During the mad rush toward the holidays (or in my case, trying to stave it off, not unlike the Grinch), I start longing for the days when life was simpler and I could enjoy Christmas for what it truly means.
There was a time when Christmas was not about cramming as much work as you could into the workdays leading up to the holidays, or adjusting deadlines to accommodate the half-dead (as far as getting any real work done) month of December.
It was not about shopping either, or sitting in traffic even during supposedly off- peak hours, or about fighting the temptation to max out your newest credit card by buying things online. (Did you notice how banks throw pre-approved credit cards at you during the ‘-ber’ months?)
It is also difficult to get into the Christmas spirit when you cannot seem to tear your eyes away from the news only to see the Western world, as you have known it in the last two decades, falling down around your ears. Difficult but not impossible.
This is the season we commemorate the birth of the Savior. And amid all the noise, what was true over 2,000 years ago is still very real today. As the angel said, “I bring you good news of great joy which will be for all the people” (Luke 2:10, NASB).

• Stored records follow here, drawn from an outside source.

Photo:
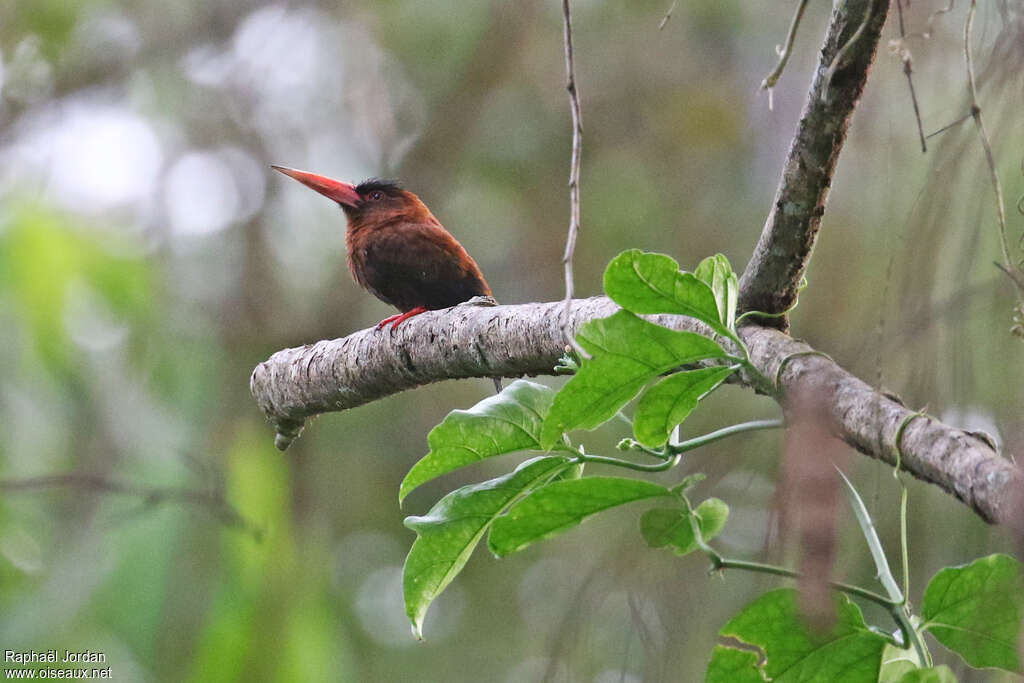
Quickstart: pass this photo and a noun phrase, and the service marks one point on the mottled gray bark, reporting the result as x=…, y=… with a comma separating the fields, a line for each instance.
x=474, y=341
x=774, y=272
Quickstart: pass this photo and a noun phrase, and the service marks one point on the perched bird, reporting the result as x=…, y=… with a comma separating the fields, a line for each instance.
x=396, y=249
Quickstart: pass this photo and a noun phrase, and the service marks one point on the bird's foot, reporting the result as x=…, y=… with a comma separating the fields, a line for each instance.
x=398, y=318
x=479, y=301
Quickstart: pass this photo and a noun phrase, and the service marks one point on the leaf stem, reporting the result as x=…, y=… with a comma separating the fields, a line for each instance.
x=619, y=462
x=704, y=439
x=719, y=562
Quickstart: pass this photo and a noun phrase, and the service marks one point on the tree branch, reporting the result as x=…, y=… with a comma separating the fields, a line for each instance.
x=774, y=272
x=526, y=339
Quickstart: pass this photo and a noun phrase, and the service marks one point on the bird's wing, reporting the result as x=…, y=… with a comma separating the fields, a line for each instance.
x=418, y=264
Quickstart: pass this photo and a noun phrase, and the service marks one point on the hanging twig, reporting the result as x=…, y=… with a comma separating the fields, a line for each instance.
x=1010, y=268
x=668, y=15
x=948, y=126
x=783, y=54
x=904, y=54
x=573, y=174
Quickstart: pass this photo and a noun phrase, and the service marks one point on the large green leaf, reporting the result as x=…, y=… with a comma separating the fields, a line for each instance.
x=505, y=423
x=670, y=401
x=976, y=610
x=731, y=666
x=940, y=674
x=646, y=283
x=850, y=653
x=562, y=505
x=628, y=352
x=671, y=526
x=448, y=535
x=716, y=272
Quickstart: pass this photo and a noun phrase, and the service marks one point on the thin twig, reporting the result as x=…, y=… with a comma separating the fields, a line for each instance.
x=904, y=54
x=1011, y=269
x=573, y=174
x=931, y=19
x=783, y=54
x=948, y=126
x=668, y=15
x=838, y=61
x=212, y=501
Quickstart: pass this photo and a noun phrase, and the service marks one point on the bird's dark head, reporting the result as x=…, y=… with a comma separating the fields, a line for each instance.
x=373, y=201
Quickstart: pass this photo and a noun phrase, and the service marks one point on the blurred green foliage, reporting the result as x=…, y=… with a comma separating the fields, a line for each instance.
x=147, y=261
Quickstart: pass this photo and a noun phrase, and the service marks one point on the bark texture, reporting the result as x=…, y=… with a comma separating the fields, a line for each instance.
x=773, y=274
x=526, y=339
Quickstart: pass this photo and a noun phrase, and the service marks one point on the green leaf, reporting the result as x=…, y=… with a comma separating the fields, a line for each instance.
x=646, y=283
x=562, y=505
x=851, y=653
x=731, y=666
x=671, y=526
x=897, y=662
x=940, y=674
x=448, y=535
x=505, y=423
x=628, y=352
x=670, y=401
x=976, y=609
x=716, y=272
x=885, y=574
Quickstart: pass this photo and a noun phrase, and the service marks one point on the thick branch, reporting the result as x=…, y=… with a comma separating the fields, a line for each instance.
x=473, y=341
x=773, y=274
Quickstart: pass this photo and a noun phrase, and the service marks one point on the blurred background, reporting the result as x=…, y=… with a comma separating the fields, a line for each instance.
x=150, y=259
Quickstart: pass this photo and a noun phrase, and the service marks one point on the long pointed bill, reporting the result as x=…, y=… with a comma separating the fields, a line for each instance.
x=342, y=193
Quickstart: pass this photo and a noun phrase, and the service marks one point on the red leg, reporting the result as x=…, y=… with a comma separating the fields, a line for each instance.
x=398, y=318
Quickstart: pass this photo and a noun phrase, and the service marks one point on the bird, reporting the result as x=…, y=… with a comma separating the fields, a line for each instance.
x=397, y=250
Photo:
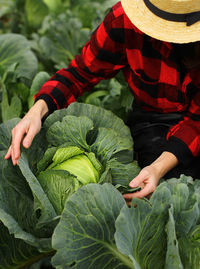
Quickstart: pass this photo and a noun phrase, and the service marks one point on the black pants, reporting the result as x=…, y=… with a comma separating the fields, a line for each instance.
x=149, y=134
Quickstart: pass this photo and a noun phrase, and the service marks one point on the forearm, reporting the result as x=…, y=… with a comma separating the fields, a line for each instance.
x=164, y=163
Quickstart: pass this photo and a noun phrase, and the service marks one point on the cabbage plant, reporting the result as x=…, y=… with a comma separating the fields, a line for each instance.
x=34, y=193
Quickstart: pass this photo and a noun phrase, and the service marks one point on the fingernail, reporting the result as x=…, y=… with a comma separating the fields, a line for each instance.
x=133, y=184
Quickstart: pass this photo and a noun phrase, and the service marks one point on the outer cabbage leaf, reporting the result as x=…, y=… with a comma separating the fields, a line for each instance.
x=140, y=230
x=15, y=253
x=173, y=260
x=84, y=238
x=15, y=48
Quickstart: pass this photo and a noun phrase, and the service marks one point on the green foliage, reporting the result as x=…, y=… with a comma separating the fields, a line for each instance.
x=33, y=194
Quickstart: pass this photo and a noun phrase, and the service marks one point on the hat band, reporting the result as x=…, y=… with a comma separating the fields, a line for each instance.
x=189, y=18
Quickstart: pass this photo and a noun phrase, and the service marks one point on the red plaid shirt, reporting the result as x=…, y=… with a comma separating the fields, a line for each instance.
x=150, y=69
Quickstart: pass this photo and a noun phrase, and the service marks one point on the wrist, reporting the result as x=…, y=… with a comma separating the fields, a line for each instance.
x=164, y=163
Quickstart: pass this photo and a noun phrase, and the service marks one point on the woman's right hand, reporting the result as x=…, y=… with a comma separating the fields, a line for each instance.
x=26, y=129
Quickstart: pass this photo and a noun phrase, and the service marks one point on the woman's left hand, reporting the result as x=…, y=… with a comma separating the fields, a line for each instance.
x=147, y=180
x=150, y=176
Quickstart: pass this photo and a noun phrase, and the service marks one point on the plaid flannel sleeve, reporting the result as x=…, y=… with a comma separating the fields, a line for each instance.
x=102, y=57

I cannot imagine a world where that kind of “good news of great joy” did not exist. Or, at least, I cannot imagine living in it without getting a heart attack from all the stress and bad news.

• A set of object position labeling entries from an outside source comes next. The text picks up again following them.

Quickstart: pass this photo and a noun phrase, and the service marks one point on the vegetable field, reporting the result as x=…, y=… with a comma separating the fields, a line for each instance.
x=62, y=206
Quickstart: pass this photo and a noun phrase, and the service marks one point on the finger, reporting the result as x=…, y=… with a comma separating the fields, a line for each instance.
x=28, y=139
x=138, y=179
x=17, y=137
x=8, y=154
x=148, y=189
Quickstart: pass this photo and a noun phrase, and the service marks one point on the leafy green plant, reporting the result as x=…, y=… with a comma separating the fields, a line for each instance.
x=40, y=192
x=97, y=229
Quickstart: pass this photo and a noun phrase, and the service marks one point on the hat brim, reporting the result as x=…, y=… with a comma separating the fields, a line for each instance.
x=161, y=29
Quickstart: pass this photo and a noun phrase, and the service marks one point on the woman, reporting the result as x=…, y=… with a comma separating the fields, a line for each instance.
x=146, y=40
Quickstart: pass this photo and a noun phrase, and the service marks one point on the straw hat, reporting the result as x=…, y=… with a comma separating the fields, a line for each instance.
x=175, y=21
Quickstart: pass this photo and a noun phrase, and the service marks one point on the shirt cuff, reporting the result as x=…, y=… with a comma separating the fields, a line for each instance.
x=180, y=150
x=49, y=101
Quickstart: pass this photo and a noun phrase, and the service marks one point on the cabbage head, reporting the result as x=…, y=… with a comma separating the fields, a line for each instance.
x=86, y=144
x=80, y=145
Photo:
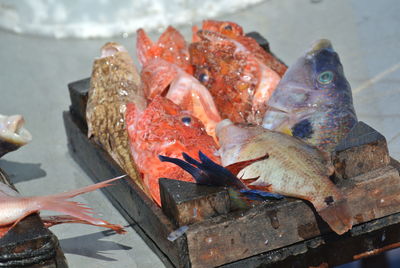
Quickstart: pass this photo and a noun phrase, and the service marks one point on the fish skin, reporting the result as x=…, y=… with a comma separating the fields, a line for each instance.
x=293, y=168
x=171, y=46
x=14, y=207
x=235, y=32
x=114, y=82
x=12, y=133
x=239, y=82
x=319, y=113
x=164, y=78
x=163, y=128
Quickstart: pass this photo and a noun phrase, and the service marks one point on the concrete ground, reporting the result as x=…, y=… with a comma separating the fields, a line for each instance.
x=35, y=71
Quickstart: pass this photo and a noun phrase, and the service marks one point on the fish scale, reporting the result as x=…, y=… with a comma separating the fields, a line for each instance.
x=114, y=82
x=293, y=168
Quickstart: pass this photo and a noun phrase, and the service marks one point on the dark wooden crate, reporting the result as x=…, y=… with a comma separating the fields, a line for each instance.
x=296, y=235
x=29, y=243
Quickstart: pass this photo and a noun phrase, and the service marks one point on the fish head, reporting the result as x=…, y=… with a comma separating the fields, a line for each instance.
x=228, y=71
x=316, y=82
x=171, y=46
x=12, y=133
x=164, y=128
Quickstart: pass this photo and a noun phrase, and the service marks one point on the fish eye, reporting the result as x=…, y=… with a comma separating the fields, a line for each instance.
x=325, y=77
x=203, y=78
x=186, y=120
x=228, y=27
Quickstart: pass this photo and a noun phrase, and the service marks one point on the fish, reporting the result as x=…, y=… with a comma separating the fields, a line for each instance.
x=114, y=82
x=313, y=101
x=207, y=172
x=235, y=31
x=293, y=168
x=239, y=82
x=13, y=135
x=164, y=78
x=170, y=46
x=14, y=207
x=164, y=128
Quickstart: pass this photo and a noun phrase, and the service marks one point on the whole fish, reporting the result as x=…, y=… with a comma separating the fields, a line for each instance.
x=293, y=168
x=239, y=82
x=313, y=101
x=163, y=78
x=235, y=32
x=14, y=207
x=171, y=46
x=163, y=128
x=114, y=82
x=12, y=133
x=162, y=75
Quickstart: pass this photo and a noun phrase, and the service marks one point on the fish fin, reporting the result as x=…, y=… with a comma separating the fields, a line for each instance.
x=338, y=216
x=144, y=46
x=235, y=168
x=60, y=203
x=60, y=219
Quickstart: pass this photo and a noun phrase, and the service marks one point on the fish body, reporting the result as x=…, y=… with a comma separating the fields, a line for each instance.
x=171, y=46
x=313, y=101
x=14, y=207
x=235, y=32
x=163, y=128
x=239, y=82
x=114, y=82
x=293, y=168
x=164, y=78
x=12, y=133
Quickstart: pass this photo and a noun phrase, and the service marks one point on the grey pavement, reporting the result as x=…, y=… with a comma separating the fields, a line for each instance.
x=35, y=71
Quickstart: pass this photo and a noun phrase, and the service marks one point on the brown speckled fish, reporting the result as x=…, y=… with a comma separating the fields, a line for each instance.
x=12, y=133
x=313, y=100
x=114, y=82
x=293, y=168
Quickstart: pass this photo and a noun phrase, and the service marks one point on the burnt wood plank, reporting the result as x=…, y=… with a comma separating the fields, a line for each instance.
x=29, y=243
x=277, y=224
x=186, y=203
x=141, y=212
x=362, y=150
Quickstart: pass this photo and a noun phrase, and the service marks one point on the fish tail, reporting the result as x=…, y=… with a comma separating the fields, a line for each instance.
x=337, y=215
x=60, y=219
x=60, y=203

This is still a business magazine so I have to remark on the good news local retailers are enjoying. The malls are packed and, gauging by the mall-bound procession of cars clogging Manila’s major arteries, sale or no, it does not look like it is going to ease up anytime soon.
I had coffee recently with Carlos Cabochan, president of the Philippine Association of Supermarkets, and he pointed out how the line between retail and wholesale was fast disappearing. This is true not only in the Philippines but in China as well.

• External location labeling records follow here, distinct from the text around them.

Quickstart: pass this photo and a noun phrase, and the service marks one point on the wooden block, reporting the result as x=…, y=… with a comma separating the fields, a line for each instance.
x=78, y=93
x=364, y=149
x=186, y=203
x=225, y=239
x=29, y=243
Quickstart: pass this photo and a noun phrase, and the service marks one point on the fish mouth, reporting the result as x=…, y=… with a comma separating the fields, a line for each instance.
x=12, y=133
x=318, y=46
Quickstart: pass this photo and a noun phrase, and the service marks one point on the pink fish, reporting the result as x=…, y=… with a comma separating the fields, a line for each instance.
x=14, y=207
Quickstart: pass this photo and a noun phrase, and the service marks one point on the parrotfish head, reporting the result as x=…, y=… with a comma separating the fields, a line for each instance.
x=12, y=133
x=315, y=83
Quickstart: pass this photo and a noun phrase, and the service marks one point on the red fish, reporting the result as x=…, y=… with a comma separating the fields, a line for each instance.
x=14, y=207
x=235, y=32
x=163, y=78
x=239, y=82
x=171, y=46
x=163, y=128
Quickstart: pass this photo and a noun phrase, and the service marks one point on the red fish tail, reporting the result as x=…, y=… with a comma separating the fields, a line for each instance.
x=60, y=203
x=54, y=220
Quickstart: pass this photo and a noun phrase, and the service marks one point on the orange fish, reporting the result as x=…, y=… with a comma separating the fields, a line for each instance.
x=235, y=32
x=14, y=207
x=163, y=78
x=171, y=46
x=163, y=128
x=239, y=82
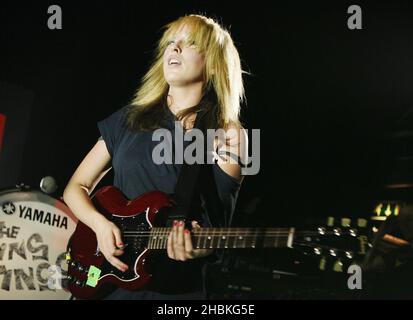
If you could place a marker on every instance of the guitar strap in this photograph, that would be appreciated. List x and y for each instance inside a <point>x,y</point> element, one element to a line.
<point>186,183</point>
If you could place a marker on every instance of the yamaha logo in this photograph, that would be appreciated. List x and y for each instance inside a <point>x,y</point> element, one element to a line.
<point>8,208</point>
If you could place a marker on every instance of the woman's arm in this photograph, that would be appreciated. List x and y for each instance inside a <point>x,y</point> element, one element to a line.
<point>76,195</point>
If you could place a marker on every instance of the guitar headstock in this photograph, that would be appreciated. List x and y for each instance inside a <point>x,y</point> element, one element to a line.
<point>337,244</point>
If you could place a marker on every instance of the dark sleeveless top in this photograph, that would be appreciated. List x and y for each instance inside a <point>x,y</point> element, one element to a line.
<point>135,174</point>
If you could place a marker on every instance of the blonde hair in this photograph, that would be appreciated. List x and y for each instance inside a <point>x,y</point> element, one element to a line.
<point>222,75</point>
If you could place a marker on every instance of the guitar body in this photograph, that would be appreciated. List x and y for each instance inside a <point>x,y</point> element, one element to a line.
<point>90,275</point>
<point>142,225</point>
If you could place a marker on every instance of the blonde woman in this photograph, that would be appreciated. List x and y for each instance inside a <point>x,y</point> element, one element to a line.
<point>196,70</point>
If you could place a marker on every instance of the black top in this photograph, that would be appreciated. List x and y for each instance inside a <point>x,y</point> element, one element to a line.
<point>135,174</point>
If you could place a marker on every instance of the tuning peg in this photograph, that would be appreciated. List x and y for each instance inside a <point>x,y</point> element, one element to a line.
<point>330,221</point>
<point>361,223</point>
<point>337,231</point>
<point>345,222</point>
<point>322,265</point>
<point>79,283</point>
<point>338,266</point>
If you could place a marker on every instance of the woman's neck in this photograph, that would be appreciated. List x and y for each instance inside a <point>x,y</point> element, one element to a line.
<point>180,98</point>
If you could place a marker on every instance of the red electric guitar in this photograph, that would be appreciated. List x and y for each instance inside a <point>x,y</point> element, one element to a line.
<point>142,222</point>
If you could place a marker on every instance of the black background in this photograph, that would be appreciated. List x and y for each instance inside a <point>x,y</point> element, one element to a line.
<point>325,97</point>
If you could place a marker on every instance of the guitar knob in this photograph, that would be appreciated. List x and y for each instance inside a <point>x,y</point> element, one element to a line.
<point>337,231</point>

In the Philippines, you have discount giants led by SM Supermarket and huge price clubs like Puregold that have closed the gap between wholesale and retail. And you no longer have to overload your baggage to hoard your favorite goods from overseas with mammoth S&R stores all over the city. But what will happen to the small independents?
China’s small independents are still doing well. But the prospect of giant Walmarts and Carrefours is unsettling small players. So why is the mood still optimistic? That is what our cover story tackles. And it is not just plain old Asian optimism at work.
We also have a story on the church architecture of Harbin in Northeast China. During the recent Ad Congress in Camarines Sur, I had the opportunity to photograph four beautiful churches (which we will feature in a future issue). While the Harbin churches are now mere museums, the CamSur churches are still used for worship.
The Chinese construction is undoubtedly superior, especially in terms of faithfulness to the era. But no one can deny that it is the interior architecture of Philippine churches that makes the spirit soar.
May your spirit soar above the bedlam—this Christmas and in the coming year.